MAGIC collaboration, Acciari, V., & et al. (2020). MAGIC very large zenith angle observations of the Crab Nebula up to 100 TeV. Astronomy & Astrophysics, 635, A158. doi:10.1051/0004-6361/201936899.


Cite as: https://hdl.handle.net/21.11116/0000-0008-1C2D-8
Abstract
Aims: We aim to measure the Crab Nebula gamma-ray spectral energy distribution in the ~100 TeV energy domain and test the validity of existing leptonic emission models at these high energies. Methods: We use the novel very large zenith angle observations with the MAGIC telescope system to increase the collection area above 10 TeV. We also develop an auxiliary procedure of monitoring atmospheric transmission in order to assure proper calibration of the accumulated data. This employs recording of optical images of the stellar field next to the source position, which provides a better than 10% accuracy for the transmission measurements. Results: We demonstrate that MAGIC very large zenith angle observations yield a collection area larger than a square kilometer.
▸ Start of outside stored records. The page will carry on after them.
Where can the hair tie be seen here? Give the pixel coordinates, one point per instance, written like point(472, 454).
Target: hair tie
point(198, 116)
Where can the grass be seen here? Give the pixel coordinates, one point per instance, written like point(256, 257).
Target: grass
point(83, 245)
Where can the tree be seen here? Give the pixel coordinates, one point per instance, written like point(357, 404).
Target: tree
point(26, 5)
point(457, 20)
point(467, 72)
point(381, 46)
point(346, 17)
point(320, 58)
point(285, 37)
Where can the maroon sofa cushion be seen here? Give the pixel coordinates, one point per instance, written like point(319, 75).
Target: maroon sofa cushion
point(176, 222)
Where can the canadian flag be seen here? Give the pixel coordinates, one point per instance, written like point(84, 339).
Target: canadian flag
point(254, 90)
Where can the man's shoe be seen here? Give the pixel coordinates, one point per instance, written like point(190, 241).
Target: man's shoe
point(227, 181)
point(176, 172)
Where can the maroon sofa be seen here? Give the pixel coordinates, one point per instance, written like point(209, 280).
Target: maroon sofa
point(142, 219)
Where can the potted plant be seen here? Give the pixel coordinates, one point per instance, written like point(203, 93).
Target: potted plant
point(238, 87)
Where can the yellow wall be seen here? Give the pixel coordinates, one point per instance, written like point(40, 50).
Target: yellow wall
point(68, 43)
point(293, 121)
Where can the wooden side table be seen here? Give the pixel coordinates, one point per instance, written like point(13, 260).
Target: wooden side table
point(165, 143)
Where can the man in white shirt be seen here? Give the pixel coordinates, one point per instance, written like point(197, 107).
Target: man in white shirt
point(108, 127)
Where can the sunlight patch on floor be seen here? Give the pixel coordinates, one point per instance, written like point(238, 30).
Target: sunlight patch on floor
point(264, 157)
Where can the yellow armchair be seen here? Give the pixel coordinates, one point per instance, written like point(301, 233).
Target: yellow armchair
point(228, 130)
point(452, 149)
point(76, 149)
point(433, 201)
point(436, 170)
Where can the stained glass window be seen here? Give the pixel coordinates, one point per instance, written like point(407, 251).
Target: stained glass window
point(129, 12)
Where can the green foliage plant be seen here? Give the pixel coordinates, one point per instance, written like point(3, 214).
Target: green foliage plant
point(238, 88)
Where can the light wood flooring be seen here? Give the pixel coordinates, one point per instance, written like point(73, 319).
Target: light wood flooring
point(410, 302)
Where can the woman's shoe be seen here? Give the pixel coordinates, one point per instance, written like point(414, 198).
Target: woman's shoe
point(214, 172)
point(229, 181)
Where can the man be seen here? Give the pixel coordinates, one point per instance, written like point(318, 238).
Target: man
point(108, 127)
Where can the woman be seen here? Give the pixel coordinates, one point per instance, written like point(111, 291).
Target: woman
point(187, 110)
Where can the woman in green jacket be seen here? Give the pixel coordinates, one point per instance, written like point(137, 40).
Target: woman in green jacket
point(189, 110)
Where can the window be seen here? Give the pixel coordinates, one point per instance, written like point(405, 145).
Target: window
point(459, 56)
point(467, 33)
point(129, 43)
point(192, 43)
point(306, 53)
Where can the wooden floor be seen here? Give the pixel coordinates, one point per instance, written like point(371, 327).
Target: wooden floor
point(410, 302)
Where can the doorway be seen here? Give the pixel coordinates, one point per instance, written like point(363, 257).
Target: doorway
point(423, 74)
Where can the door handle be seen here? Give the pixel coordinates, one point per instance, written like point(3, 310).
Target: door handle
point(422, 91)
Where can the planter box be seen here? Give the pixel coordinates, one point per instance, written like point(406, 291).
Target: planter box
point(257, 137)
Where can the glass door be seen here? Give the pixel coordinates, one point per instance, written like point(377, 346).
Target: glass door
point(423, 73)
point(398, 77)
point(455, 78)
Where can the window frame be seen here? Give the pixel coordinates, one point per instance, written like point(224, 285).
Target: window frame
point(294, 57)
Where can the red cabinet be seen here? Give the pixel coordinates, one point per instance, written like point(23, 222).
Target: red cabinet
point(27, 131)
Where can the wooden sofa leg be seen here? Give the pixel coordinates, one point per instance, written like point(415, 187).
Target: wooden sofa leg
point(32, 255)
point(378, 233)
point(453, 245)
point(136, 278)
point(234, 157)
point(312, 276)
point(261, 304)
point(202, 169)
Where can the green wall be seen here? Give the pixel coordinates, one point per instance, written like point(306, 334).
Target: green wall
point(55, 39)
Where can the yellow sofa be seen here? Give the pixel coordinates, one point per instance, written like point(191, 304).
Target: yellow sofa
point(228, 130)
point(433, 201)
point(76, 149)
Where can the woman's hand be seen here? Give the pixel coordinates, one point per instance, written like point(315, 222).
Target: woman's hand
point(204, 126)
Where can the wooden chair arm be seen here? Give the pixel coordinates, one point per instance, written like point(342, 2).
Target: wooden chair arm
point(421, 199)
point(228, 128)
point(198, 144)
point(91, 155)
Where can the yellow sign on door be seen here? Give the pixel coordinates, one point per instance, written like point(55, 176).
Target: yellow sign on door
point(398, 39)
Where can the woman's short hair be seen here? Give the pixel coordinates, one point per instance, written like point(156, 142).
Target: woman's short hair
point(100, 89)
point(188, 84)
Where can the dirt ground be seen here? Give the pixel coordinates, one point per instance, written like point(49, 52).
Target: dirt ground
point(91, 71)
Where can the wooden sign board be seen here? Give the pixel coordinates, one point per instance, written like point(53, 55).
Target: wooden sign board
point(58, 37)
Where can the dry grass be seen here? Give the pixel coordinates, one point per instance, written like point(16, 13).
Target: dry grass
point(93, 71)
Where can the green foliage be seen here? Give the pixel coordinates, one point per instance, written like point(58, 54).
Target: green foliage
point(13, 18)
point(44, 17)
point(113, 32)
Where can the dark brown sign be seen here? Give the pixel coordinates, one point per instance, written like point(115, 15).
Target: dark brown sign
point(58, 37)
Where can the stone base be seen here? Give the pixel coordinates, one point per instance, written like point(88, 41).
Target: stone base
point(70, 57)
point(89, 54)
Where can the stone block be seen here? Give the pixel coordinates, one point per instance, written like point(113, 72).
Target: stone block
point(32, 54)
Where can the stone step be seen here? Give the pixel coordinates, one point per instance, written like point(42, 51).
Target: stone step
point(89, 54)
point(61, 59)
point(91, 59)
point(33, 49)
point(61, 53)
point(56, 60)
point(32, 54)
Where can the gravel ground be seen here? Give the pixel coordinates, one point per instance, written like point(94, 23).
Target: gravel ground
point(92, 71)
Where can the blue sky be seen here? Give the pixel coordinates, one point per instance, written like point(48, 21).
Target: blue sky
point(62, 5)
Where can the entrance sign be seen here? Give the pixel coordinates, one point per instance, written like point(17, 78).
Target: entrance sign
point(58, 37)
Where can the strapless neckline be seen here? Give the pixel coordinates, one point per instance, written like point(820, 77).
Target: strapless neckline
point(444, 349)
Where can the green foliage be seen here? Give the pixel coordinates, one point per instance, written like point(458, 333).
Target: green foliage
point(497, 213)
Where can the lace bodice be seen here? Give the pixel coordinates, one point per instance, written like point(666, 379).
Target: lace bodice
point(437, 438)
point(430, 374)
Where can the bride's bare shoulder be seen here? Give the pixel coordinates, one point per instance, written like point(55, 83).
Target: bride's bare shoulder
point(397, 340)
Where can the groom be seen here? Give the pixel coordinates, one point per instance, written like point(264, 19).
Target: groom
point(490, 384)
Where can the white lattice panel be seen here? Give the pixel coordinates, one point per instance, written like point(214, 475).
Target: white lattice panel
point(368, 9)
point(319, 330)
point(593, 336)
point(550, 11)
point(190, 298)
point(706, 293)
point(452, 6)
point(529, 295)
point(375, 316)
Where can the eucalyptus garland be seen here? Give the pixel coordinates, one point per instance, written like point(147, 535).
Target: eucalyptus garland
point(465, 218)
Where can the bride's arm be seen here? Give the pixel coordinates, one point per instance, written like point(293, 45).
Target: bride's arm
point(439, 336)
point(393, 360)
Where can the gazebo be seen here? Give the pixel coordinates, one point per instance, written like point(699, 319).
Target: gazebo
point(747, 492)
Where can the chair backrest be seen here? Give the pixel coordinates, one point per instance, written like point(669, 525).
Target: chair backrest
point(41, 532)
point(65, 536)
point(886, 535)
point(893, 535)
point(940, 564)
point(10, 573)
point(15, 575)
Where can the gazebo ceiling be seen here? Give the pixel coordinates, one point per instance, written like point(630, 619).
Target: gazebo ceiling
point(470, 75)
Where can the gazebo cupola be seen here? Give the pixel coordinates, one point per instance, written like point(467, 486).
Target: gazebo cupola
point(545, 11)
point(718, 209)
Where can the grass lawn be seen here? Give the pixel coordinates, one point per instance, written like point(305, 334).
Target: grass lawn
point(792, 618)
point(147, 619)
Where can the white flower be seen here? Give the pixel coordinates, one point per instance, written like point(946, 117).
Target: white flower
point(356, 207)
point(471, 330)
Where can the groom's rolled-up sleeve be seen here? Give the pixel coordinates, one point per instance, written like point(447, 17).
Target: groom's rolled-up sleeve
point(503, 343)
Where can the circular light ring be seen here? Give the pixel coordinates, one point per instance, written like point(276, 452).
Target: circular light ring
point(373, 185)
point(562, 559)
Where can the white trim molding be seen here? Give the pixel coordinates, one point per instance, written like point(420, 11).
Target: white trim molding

In only ~56 hr of observations, we detect the gamma-ray emission from the Crab Nebula up to 100 TeV, thus providing the highest energy measurement of this source to date with Imaging Atmospheric Cherenkov Telescopes. Comparing accumulated and archival MAGIC and Fermi/LAT data with some of the existing emission models, we find that none of them provides an accurate description of the 1 GeV to 100 TeV gamma-ray signal.